Recently contacted by a project, the customer needs to build an FTP server. The specific requirements are: The system uses Red Hat 6.4 64-bit operating system, create 20 FTP users, these users have their own independent working directory, and upload, download, delete and other permissions, create an FTP administrative user, this user has to manage the above 20 FTP user directory permissions.
Take a closer look. It is difficult to implement the above requirement by using local user to set permissions control of genus group and file directory, so the thought of using FTP virtual user, and FTP virtual user security is high, can not log into the system, can only access the FTP server.

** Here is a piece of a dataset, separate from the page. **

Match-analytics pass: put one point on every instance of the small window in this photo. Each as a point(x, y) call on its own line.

The following begins to build an FTP server in your own virtual machine environment based on customer requirements.
Lab Environment:
Operating system: Red Hat 5.8 64 for;
Installation software: Vsftpd,db4-utils
Create a virtual user Password vault file
Enter the/ETC/VSFTPD directory, create the Vuser_list file, add the required virtual user and password, add the format is a line of user name, immediately followed by a line of password, the file does not have blank lines, such as,
VI vuser_listadminadminhuaxia123456chinapay123456baofu123456albb123456
2. Production of virtual user password Authentication file
Use the Db_load command to generate a password authentication file, which needs to be placed in the/etc/vsftpd/directory, note that the Db4-utils software is installed to use the Db_load command,
Db_load-t-T Hash-f vuser_list/etc/vsftpd/vsftpd_login.db
Change the permissions of the authentication file vsftpd_login.db,
chmod 600/etc/vsftpd/vsftpd_login.db
3. Change the PAM configuration file for vsftpd to use the generated virtual user authentication file when validating the client
After you edit the/etc/pam.d/vsftpd file, annotate all the content, add:
Auth required pam_userdb.so Db=/etc/vsftpd/vsftpd_loginaccount required pam_userdb.so Db=/etc/vsftpd/vsftpd_login
4. Add a system user Virtuser to login for all virtual users
All FTP virtual users correspond to this virtual user, the virtual user uses the Virtuser user to log on the FTP server,
useradd-d/var/ftp/virtuser-s/sbin/nologin Virtuser
5. Set VSFTPD Master profile vsftpd.conf
Make a backup of the vsftpd.conf configuration file before modifying it.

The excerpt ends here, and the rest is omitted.